David MacLennan, a director at Caterpillar (CAT), recently bought 500 shares. The buy increased his position by 10%, and came to a total cost of $168,195.
This is the director’s second buy of the year, following a 350 share pickup for just over $113,000 back in February. Otherwise, there has been one insider sale from a company Group President, following the exercise of stock options. Going further back, insiders were more likely to be sellers of Caterpillar stock.
Overall, Caterpillar insiders own 0.2% of shares.
The heavy equipment manufacturer has soared 62% in the past year.
Earnings have soared 47%, even as revenues have been flat. That means that even after the big run, Caterpillar trades at just 16 times earnings.
A multi-year boom in construction and infrastructure spending is underway, which should continue to push shares higher in the years ahead.
Shares have pulled back in recent weeks, in line with the overall market.
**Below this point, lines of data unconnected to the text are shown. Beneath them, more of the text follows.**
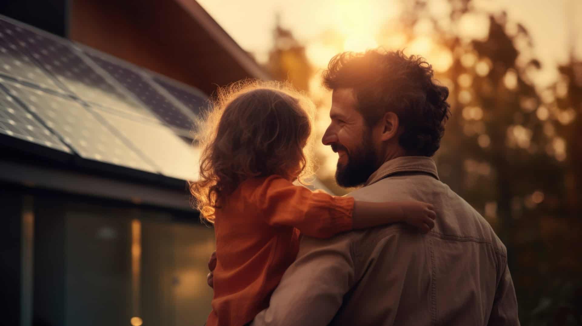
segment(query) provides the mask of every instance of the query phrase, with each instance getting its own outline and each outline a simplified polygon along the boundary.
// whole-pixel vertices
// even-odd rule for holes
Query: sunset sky
[[[322,51],[318,40],[324,32],[333,30],[346,37],[345,50],[373,46],[372,36],[382,24],[398,16],[400,3],[399,0],[198,2],[243,48],[253,52],[259,62],[266,60],[272,46],[272,29],[279,13],[283,27],[292,30],[307,45],[308,56],[320,66],[338,52],[336,49]],[[446,8],[449,2],[431,0],[428,3],[431,12],[438,14]],[[567,59],[571,44],[577,56],[582,58],[582,33],[574,31],[582,30],[582,22],[575,19],[582,16],[582,2],[480,0],[473,3],[488,11],[506,10],[510,20],[525,26],[533,38],[535,55],[545,64],[544,83],[553,81],[556,76],[553,67]],[[422,47],[417,48],[417,51],[423,50]]]

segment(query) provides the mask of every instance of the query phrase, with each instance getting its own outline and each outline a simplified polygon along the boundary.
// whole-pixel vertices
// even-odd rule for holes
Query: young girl
[[[424,203],[367,203],[292,183],[311,172],[313,104],[275,83],[239,84],[198,126],[200,178],[190,185],[203,218],[214,224],[217,265],[206,323],[244,325],[269,299],[299,250],[300,232],[329,238],[395,222],[434,226]]]

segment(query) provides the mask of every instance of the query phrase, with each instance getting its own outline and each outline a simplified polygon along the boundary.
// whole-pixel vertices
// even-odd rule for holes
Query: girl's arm
[[[400,221],[421,229],[424,223],[430,228],[434,225],[427,217],[431,215],[425,210],[428,204],[420,202],[359,201],[354,205],[352,197],[311,192],[278,176],[268,177],[257,186],[250,199],[267,224],[293,226],[309,236],[329,238],[354,228]]]
[[[427,232],[434,226],[436,213],[432,205],[422,201],[371,203],[356,201],[352,215],[354,229],[365,229],[404,222]]]

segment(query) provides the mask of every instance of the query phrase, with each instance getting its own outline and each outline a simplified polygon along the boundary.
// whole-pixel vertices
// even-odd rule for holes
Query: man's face
[[[364,183],[378,168],[371,130],[356,108],[352,89],[334,90],[329,111],[331,123],[321,140],[339,155],[335,179],[342,187]]]

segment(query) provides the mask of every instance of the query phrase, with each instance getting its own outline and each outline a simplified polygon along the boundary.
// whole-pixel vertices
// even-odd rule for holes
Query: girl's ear
[[[385,141],[395,138],[398,135],[399,123],[396,114],[392,112],[386,112],[381,121],[382,129],[380,139]]]

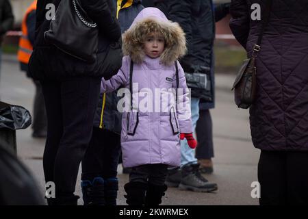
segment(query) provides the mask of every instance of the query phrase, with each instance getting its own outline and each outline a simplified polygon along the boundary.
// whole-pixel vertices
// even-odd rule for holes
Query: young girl
[[[196,145],[186,81],[177,61],[185,52],[185,34],[159,10],[147,8],[138,14],[123,38],[127,56],[122,68],[110,80],[103,79],[101,89],[111,92],[120,86],[129,89],[125,103],[129,110],[123,113],[121,132],[123,164],[133,168],[125,185],[127,203],[158,205],[167,190],[167,168],[180,165],[180,138],[186,138],[192,148]],[[170,90],[177,88],[181,90],[175,95]],[[157,89],[162,96],[154,96]],[[153,94],[148,98],[151,110],[138,107],[144,105],[140,96],[145,90]],[[149,107],[152,103],[155,106]],[[159,112],[155,110],[157,104]],[[164,105],[167,107],[161,110]]]

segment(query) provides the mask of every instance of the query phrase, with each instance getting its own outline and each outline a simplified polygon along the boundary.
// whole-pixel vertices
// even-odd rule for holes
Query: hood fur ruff
[[[154,12],[154,13],[153,13]],[[145,37],[151,32],[162,34],[165,49],[160,56],[162,64],[170,66],[186,53],[185,34],[177,23],[168,21],[158,9],[142,10],[134,22],[123,35],[123,53],[137,64],[141,64],[146,55],[143,51]]]

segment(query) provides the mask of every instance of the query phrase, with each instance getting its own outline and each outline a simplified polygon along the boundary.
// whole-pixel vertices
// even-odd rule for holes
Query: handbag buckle
[[[261,50],[261,46],[257,45],[257,44],[255,44],[253,46],[253,57],[257,57],[259,52]]]

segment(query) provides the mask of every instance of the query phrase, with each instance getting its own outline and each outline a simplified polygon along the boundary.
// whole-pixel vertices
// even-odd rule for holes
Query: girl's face
[[[144,53],[151,58],[156,58],[162,55],[165,49],[165,40],[159,33],[151,33],[144,40]]]

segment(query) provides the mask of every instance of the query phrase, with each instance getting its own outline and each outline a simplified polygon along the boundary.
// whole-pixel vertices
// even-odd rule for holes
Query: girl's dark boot
[[[149,188],[145,197],[145,205],[147,206],[158,206],[162,203],[162,197],[165,195],[167,185],[156,185],[149,183]]]
[[[127,194],[124,196],[126,203],[129,205],[144,205],[145,194],[148,188],[148,184],[141,182],[129,182],[124,185],[124,189]]]
[[[105,205],[105,181],[102,177],[81,181],[84,205]]]
[[[106,205],[116,205],[118,181],[116,178],[105,179],[105,201]]]

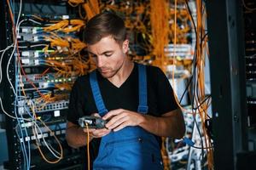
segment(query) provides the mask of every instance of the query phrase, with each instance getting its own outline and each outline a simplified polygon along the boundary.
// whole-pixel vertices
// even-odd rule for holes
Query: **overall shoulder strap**
[[[147,96],[147,72],[146,66],[138,64],[138,74],[139,74],[139,105],[137,112],[147,114],[148,113],[148,96]]]
[[[101,94],[96,71],[90,73],[90,83],[98,113],[101,116],[102,116],[108,112],[108,110],[105,107],[102,96]]]

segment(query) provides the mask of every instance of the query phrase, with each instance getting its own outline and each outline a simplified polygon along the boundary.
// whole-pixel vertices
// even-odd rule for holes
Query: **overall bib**
[[[138,65],[139,105],[137,112],[148,113],[146,67]],[[90,74],[90,82],[94,99],[101,116],[108,110],[105,107],[96,72]],[[102,138],[99,153],[93,163],[93,169],[161,170],[160,148],[156,138],[140,127],[126,127],[111,132]]]

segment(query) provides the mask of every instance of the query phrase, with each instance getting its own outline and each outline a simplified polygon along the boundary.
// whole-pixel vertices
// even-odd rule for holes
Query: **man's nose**
[[[103,65],[104,65],[104,61],[103,61],[104,60],[102,59],[102,56],[97,56],[97,67],[102,67],[102,66],[103,66]]]

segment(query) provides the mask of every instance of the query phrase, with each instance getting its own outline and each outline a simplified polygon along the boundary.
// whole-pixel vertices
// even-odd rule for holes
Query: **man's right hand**
[[[92,116],[101,117],[101,116],[97,113],[92,114]],[[84,128],[84,132],[87,133],[87,128]],[[108,134],[111,130],[108,128],[100,128],[100,129],[96,129],[96,128],[89,128],[88,132],[90,133],[90,136],[92,138],[102,138],[107,134]]]

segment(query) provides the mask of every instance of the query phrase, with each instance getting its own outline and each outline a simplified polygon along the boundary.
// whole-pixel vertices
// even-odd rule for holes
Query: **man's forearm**
[[[183,117],[178,110],[161,117],[144,115],[142,119],[139,126],[157,136],[181,139],[185,133]]]

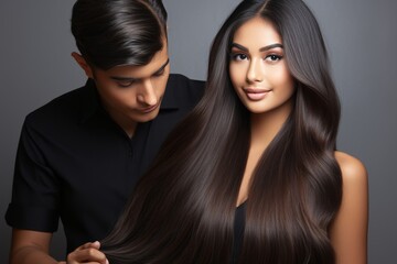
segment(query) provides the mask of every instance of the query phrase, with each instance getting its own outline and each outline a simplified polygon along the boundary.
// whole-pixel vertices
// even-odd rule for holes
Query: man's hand
[[[109,264],[106,255],[99,249],[100,243],[98,241],[85,243],[71,252],[66,262],[60,264]]]

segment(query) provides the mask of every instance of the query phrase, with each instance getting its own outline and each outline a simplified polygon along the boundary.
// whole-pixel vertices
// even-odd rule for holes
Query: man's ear
[[[94,78],[93,68],[89,66],[87,61],[78,53],[73,52],[72,57],[82,67],[88,78]]]

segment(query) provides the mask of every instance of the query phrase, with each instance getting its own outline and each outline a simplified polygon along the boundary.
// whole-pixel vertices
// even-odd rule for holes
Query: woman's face
[[[236,31],[230,50],[230,80],[250,112],[290,113],[294,86],[283,55],[281,36],[268,20],[254,18]]]

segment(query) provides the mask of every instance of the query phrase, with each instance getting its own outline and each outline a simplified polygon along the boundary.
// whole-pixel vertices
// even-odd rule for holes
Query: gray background
[[[84,84],[69,33],[72,0],[0,1],[0,262],[8,260],[19,133],[26,113]],[[210,43],[237,0],[164,0],[171,67],[204,79]],[[397,263],[397,1],[305,0],[328,43],[342,99],[339,148],[369,173],[369,263]],[[53,253],[63,256],[62,232]]]

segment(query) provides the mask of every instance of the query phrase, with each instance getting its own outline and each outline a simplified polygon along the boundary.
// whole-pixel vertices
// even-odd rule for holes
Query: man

However, the longer-term uptrend looks intact.
Action to take: Long-term investors may want to build a position in shares under $350, as a long-term holding. Caterpillar pays a 1.5% dividend, and has a history of growing that payout over time.
For traders, the July $370 calls, last trading for about $5.15, could see mid double-digit returns in the coming months as shares get back to their long-term uptrend.
Disclosure: The author of this article has no position in the company mentioned here, but may trade after the next 72 hours. The author receives no compensation from any company mentioned in this article.